Le mouvement ouvrier en Allemagne au début du XXe siècle (des ouvrières du textile de Crimmitschau luttent pour l'obtention de la journée de dix heures, 18.01.1904, droits d'auteur DHM
Source Internet [4]
Les discussions portent également sur la question de savoir si cette divergence entre la France et l'Allemagne n'a pas disparu à partir des années 1950 du fait de la lente dissolution de cette bourgeoisie. L'atténuation des anciennes démarcations sociales de la bourgeoisie vers le bas par l'éducation et la possession vient étayer cette argumentation. Le net clivage social distinguant la bourgeoisie détentrice de diplômes universitaires s'est estompé dans les deux pays avec la considérable expansion des universités, qui étaient fréquentées juste après la Seconde Guerre mondiale par une infime minorité, aujourd'hui par contre par près d'un tiers à la moitié des jeunes d'une classe d'âge. Les nettes différences qui existaient autrefois entre la bourgeoisie détentrice de biens et la masse des citoyens ne possédant rien se sont également atténuées dans les deux pays avec la fulgurante propagation de biens de consommation durables tels que les voitures, les appareils ménagers, les maisons individuelles, mais aussi les assurances-vie et les assurances prises en charge par l'État.
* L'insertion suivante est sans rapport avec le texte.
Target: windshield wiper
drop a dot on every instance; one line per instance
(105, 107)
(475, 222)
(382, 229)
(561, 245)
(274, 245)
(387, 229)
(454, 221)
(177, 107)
Un argument en faveur du retour en force de la bourgeoisie constitue par contre le fait que les organisations professionnelles continuent de jouer un rôle politique important, et qu'un certain style de vie bourgeois perdure, qui cultive l'art subtil de la distinction. En France, non seulement la bourgeoisie s'est maintenue plus longtemps, mais une autre démarcation sociale des classes supérieures vers le bas est restée nettement plus prononcée qu'en Allemagne: les brillants étudiants qui rentrent dans les Grandes Ecoles [5] après avoir passé de très difficiles concours disposent de chances extraordinaires sur le marché du travail et occupent ensuite souvent des positions clé au service de l'État ou dans le monde économique. Cette élite s'est bien plus affirmée auprès du public que l'élite allemande, à travers certains rituels, quelquefois le port d'uniformes, souvent la publication dans la presse de la liste des candidats reçus aux concours et des débats publics. Elle a également été bien plus thématisée par les sciences sociales. Cette différence appelle elle aussi sans cesse un effort de compréhension mutuelle entre les deux pays.